Let's compare the coefficients of the baseline and regularized models to see the effect of regularization. Regularization should "shrink" the coefficients toward zero.

In [None]:
# Grade Cell: Question 9
#
# Task: Compare the magnitudes of the model coefficients.
#
# Instructions:
# 1. Calculate the average absolute value of the coefficients for the baseline model (`log_reg_baseline`) and store it in `avg_coef_baseline`.
# 2. Calculate the average absolute value of the coefficients for the L2 regularized model (`log_reg_l2`) and store it in `avg_coef_l2`.

# your code here
#raise NotImplementedError
avg_coef_baseline = np.mean(np.abs(log_reg_baseline.coef_))
avg_coef_l2 = np.mean(np.abs(log_reg_l2.coef_))


In [None]:
# If all tests pass (there might be hidden tests), you will earn 10 points
# Test Cell: Question 9
assert "avg_coef_baseline" in locals(), "Average baseline coefficient not found."
assert "avg_coef_l2" in locals(), "Average L2 coefficient not found."
print(f"Average Baseline Coefficient Magnitude: {avg_coef_baseline:.4f}")
print(f"Average L2 Regularized Coefficient Magnitude: {avg_coef_l2:.4f}")
assert (
    avg_coef_l2 < avg_coef_baseline
), "L2 coefficients should be smaller than baseline."
print(
    "Coefficient comparison successful.
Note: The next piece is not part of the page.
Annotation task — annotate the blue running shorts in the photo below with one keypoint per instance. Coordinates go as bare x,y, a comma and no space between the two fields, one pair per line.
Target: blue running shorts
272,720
L2 regularization shrinks coefficients as expected."
)

## 10. Train a Linear Discriminant Analysis (LDA) Model (10 points)

As an alternative approach, let's train a Linear Discriminant Analysis (LDA) model and compare its performance.

In [None]:
# Grade Cell: Question 10
#
# Task: Train an LDA model and evaluate its accuracy.
#
# Instructions:
# 1. Initialize a `LinearDiscriminantAnalysis` model.
# 2. Train the model on the scaled training data.
# 3. Make predictions on the scaled test data.
# 4. Calculate the accuracy and store it in `accuracy_lda`.

# your code here
#raise NotImplementedError
lda = LinearDiscriminantAnalysis()
lda.fit(X_train_scaled, y_train)
y_pred_lda = lda.predict(X_test_scaled)
accuracy_lda = accuracy_score(y_test, y_pred_lda, normalize=True)

In [None]:
# If all tests pass (there might be hidden tests), you will earn 10 points
# Test Cell: Question 10
assert "accuracy_lda" in locals(), "LDA accuracy not found."
assert isinstance(accuracy_lda, (float, np.floating)), "Accuracy must be a float"
assert 0.0 <= accuracy_lda <= 1.0, "Accuracy must be between 0 and 1"
assert accuracy_lda > 0.5, "Accuracy should be better than random guessing"
print(f"LDA Model Accuracy: {accuracy_lda:.4f}")
print(f"Baseline Logistic Regression Accuracy: {accuracy_baseline:.4f}")

## Next Steps

Congratulations on completing the assignment! Before submitting:

1. Make sure all your cells run without errors.
2. Ensure you've answered all parts of each question.
3. If any autograder tests fail, revisit your answers.